Julian Barnes, The Sense of an Ending

You know when you see a book in the library and think ‘Hmm… this is supposed to be a really good book so perhaps I should read it’ or something along those lines? Well, that was the reason I borrowed The Sense of an Ending. It won the Booker Prize in 2011 and as I saw it on the shelf just after I’d finished Keri Hulme’s Bone People, I hoped for another winner.

And it was but only sort of.

It is a very interesting book. It’s a very clever book. It seemed very calculated and mathematical which made it very interesting. The story itself was a bit bland – it wasn’t sensational or radically different. It was the perspective and the thoughts of the narrator which fascinated me. In that reminded me of another book which I still haven’t worked out. Perhaps Tom McCarthy’s Remainder? Or maybe even Muriel Spark’s The Girls of Slender Means? David Lodge perchance. I don’t really know.

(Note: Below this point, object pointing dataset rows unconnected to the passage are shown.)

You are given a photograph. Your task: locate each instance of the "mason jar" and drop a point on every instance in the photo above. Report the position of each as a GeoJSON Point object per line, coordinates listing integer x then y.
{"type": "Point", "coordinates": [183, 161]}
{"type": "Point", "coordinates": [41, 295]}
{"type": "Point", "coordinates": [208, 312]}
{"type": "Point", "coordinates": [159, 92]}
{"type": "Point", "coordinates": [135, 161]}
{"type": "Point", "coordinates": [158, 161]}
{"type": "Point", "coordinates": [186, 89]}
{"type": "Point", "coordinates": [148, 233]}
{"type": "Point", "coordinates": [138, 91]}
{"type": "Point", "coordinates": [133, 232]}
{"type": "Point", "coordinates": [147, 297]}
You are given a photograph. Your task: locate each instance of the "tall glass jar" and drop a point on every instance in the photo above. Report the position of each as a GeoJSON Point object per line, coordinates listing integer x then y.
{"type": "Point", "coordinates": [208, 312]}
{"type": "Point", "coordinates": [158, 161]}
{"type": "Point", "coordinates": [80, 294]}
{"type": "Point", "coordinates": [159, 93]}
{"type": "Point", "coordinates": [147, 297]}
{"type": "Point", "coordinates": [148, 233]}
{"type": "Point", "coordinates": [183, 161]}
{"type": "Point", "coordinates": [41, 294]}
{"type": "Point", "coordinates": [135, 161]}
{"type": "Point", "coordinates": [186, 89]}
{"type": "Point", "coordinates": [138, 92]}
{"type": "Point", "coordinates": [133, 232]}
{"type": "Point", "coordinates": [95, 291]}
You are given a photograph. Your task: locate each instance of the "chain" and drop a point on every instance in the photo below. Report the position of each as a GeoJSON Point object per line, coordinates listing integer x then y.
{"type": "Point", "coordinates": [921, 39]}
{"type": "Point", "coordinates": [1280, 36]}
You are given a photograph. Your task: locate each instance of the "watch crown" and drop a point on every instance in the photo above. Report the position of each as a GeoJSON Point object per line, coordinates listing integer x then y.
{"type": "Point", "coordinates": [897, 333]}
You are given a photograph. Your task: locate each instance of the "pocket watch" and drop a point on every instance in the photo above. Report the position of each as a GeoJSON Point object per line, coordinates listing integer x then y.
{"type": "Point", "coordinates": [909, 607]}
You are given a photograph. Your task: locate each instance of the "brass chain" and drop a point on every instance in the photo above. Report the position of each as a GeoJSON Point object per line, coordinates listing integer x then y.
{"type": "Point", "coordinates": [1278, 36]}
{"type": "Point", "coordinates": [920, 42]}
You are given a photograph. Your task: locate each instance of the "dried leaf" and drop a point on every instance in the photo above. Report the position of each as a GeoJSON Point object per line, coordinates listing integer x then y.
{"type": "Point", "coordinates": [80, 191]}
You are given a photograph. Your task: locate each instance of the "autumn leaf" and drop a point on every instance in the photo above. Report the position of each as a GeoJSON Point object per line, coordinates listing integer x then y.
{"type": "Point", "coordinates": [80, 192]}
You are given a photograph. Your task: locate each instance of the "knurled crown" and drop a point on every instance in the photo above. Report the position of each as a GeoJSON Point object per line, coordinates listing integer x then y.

Strangely, though, I don’t have very much to say about it which in itself is very interesting. Usually, as you will know from previous posts, I ramble a lot about sometimes very different aspects of a book. Yet here, with a book which won such accolades as the Booker Prize and the Costa Prize, I’m a bit stuck for words.

You read – and tell me what you think, seeing as the impression I got was obviously not worth talking about.